Emma Chapter 1
Emma Woodhouse is a beautiful, bright, well-off young woman. She is the youngest daughter of Mr. Woodhouse. Her older sister married years ago, and their mother died even longer ago--two events which left Emma as mistress of the house. The only real check on her rule was Miss Taylor, her kind and affectionate governess. For sixteen years Miss Taylor lived with the Woodhouse family, and she became a particular friend to Emma, in spirit more a sister. Under such kind care, Emma lived,
"doing just what she liked; highly esteeming Miss Taylor's judgments, but directed chiefly by her own. The real evils, indeed, of Emma's situation were the power of having rather too much her own way, and a disposition to think a little too well of herself...." Chapter 1, pg. 3
She was still a generally charming and kindhearted young woman, and her only recent sorrow was the loss of Miss Taylor. She had married the nice Mr. Weston, and she no longer lived with the Woodhouse family. Though it was a good match, and Emma had wanted this good fortune for her governess, she could not help but feel sadness. Emma had been Miss Taylor's single charge since her sister Isabella married seven years ago, and it was hard for Emma to imagine spending her days without her. Though her new home was only a half mile from Hartfield, as Mrs. Weston she would not have the same time for Emma. And though Emma loved her father, he was not a playmate or a good conversationalist like Miss Taylor.
Hartfield lies within the village of Highbury, but unfortunately there is no one in Highbury who can replace Miss Taylor in Emma's life. The Woodhouses are the most respectable family in Highbury, but Emma and her father still lead a rather solitary life. Mr. Woodhouse is a hypochondriac, fearful of any amusement. Hating change, he takes Miss Taylor's departure very hard, and Emma, though sad herself, does her best to comfort him. He had not yet grown accustomed to Isabella's marriage, and the removal of Miss Taylor made him even more depressed and disapproving of matrimony:
"from his habits of gentle selfishness, and of being never able to suppose that other people could feel differently from himself, he was very much disposed to think Miss Taylor had done a sad thing for herself as for them, and would have been a great deal happier if she had spent all the rest of her life at Hartfield." Chapter 1, pp. 5-6
Though Miss Taylor's new home at Randalls was lovely, Mr.
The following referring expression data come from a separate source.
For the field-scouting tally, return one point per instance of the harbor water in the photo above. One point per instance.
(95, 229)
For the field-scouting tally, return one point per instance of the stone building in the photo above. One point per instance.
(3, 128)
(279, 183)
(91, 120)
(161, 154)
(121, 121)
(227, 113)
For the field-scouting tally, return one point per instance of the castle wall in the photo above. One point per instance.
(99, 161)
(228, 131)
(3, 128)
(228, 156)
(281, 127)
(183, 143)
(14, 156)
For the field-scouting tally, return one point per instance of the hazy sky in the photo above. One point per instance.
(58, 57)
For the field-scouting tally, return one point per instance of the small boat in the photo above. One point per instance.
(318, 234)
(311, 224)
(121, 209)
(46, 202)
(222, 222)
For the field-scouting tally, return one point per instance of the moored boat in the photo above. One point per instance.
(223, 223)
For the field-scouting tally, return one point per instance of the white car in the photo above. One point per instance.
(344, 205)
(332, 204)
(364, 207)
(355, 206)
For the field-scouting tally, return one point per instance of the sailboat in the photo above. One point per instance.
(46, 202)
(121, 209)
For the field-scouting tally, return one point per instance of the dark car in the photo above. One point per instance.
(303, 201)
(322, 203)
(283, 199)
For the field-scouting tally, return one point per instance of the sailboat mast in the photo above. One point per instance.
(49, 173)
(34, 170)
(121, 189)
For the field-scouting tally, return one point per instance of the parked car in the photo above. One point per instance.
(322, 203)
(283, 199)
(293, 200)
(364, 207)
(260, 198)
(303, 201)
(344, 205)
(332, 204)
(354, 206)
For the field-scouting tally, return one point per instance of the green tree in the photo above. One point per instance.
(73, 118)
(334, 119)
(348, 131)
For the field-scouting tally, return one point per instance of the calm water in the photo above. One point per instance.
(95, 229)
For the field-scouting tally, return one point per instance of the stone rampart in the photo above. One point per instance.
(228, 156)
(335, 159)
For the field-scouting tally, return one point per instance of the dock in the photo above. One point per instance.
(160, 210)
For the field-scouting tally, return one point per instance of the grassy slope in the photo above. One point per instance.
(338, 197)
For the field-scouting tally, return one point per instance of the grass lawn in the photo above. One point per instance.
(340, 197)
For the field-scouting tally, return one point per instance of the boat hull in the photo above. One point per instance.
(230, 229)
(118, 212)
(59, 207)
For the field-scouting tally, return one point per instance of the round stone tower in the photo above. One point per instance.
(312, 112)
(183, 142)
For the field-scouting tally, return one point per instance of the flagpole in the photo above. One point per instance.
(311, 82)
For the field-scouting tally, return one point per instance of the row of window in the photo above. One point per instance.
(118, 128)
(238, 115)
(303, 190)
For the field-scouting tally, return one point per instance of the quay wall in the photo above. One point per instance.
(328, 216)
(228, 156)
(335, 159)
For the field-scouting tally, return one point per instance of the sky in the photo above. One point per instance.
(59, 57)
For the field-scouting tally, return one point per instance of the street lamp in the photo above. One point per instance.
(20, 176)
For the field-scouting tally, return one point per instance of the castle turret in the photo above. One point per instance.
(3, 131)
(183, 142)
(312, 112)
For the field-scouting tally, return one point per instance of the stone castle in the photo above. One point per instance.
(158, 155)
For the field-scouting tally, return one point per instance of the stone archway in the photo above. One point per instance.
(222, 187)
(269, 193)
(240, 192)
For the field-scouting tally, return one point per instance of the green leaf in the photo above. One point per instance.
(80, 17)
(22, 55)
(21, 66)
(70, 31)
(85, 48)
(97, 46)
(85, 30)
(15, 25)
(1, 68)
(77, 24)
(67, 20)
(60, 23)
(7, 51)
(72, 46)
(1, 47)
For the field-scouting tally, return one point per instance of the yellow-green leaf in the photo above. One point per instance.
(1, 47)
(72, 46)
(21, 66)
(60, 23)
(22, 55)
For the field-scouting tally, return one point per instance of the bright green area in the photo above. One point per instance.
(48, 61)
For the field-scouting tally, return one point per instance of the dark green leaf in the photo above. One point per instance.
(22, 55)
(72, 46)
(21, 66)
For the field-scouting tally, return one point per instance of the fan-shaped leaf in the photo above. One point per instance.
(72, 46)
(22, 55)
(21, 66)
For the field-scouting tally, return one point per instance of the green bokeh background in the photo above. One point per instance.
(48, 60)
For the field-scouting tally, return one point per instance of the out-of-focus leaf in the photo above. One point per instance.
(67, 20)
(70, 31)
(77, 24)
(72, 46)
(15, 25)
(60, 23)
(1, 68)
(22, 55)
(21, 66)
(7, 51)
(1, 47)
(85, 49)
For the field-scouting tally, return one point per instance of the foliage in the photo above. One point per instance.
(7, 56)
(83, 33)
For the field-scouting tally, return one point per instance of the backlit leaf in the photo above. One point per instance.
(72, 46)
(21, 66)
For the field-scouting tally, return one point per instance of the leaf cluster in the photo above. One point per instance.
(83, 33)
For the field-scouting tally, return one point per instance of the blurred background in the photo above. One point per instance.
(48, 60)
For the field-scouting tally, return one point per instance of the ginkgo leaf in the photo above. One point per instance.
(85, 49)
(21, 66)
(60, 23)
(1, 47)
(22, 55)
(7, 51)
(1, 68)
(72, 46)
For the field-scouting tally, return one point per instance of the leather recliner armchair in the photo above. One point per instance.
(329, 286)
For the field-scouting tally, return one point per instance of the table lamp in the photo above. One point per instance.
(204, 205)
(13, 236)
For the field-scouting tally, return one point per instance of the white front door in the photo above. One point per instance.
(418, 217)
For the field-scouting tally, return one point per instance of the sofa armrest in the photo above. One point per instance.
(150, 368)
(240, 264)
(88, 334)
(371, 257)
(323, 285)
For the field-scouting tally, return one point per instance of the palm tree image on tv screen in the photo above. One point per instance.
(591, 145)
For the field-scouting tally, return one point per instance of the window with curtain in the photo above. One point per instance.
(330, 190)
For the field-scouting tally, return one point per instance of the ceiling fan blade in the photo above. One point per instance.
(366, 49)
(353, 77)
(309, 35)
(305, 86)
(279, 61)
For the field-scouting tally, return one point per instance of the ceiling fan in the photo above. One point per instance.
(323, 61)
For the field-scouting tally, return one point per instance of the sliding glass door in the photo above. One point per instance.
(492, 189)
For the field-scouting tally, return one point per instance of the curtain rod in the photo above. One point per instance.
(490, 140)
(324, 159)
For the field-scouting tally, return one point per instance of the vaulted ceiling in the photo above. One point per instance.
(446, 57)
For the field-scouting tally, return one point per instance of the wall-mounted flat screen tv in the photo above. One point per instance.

Woodhouse did not understand why she needed to move away. He worried about visiting Randalls, and was only cheered by the thought that James, his servant, would be able to see his daughter, Hannah, when they visited.
Emma tried to keep her father happy with a game of backgammon, but they were interrupted by Mr. George Knightley. Mr. Knightley, thirty-seven, is a reasonable man, a good friend of the family. Isabella is married to his brother John, and Mr. Knightley had just returned from Brunswick Square with news of the family. Mr. Woodhouse worries over the rain and Mr. Knightley's walk, then expresses his sorrow about Miss Taylor. Mr. Knightley is happy about the marriage, and he scolds the Woodhouses for their long faces. "Mr. Knightley, in fact, was one of the few people who could see faults in Emma Woodhouse, and the only one who ever told her of them...." Chapter 1, pg. 8 He is skeptical when Emma tells him that she made the match between Miss Taylor and Mr. Weston. No one thought Mr. Weston would marry again, but Emma knew he would. Mr. Knightley suggests this was just a lucky guess, but Emma is still pleased with herself. She is convinced she promoted the relationship, and she is deaf to Mr. Knightley's criticisms. She promises only one more match--she wants to find a bride for Mr. Elton, the village preacher. Both men suggest that she ask him to dinner instead, as Mr. Knightley is quite sure that Mr. Elton, who is in his mid-twenties, can find a wife himself.